Final answer:
To calculate the probability, we can use Bayes' Theorem. Substituting the known values into the equation, we can determine the likelihood that a randomly selected purchaser with an extended warranty has a basic model. However, we would need the exact values of P(B) and P(D) to calculate the probability.
Step-by-step explanation:
To determine the likelihood that a randomly selected purchaser with an extended warranty has a basic model, we need to use conditional probability.
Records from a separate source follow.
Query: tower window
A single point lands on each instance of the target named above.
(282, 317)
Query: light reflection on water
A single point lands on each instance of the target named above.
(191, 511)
We can use Bayes' Theorem to calculate the probability.
Let's define the following probabilities:
- P(B) = Probability of buying a basic model
- P(D) = Probability of buying a deluxe model
- P(E|B) = Probability of buying an extended warranty given that a basic model was purchased
- P(E|D) = Probability of buying an extended warranty given that a deluxe model was purchased
We are given that 37% of those buying the basic model purchase an extended warranty, which translates to P(E|B) = 0.37. We are also given that 46% of all deluxe purchasers purchase an extended warranty, which translates to P(E|D) = 0.46.
Now, we need to calculate P(B|E), which is the probability of having a basic model given that an extended warranty was purchased.
Using Bayes' Theorem, we have:
P(B|E) = (P(E|B) * P(B)) / (P(E|B) * P(B) + P(E|D) * P(D))
Substituting the known values, we get:
P(B|E) = (0.37 * P(B)) / (0.37 * P(B) + 0.46 * P(D))
Since we don't have the exact values for P(B) and P(D), we cannot calculate the exact probability. However, we can use the given information that 497 cameras sold were of the basic model. We can assume that P(B) = 497 / (497 + P(D)) and solve for P(B|E) using this equation.
Finally, we can substitute the value of P(B|E) to calculate the probability.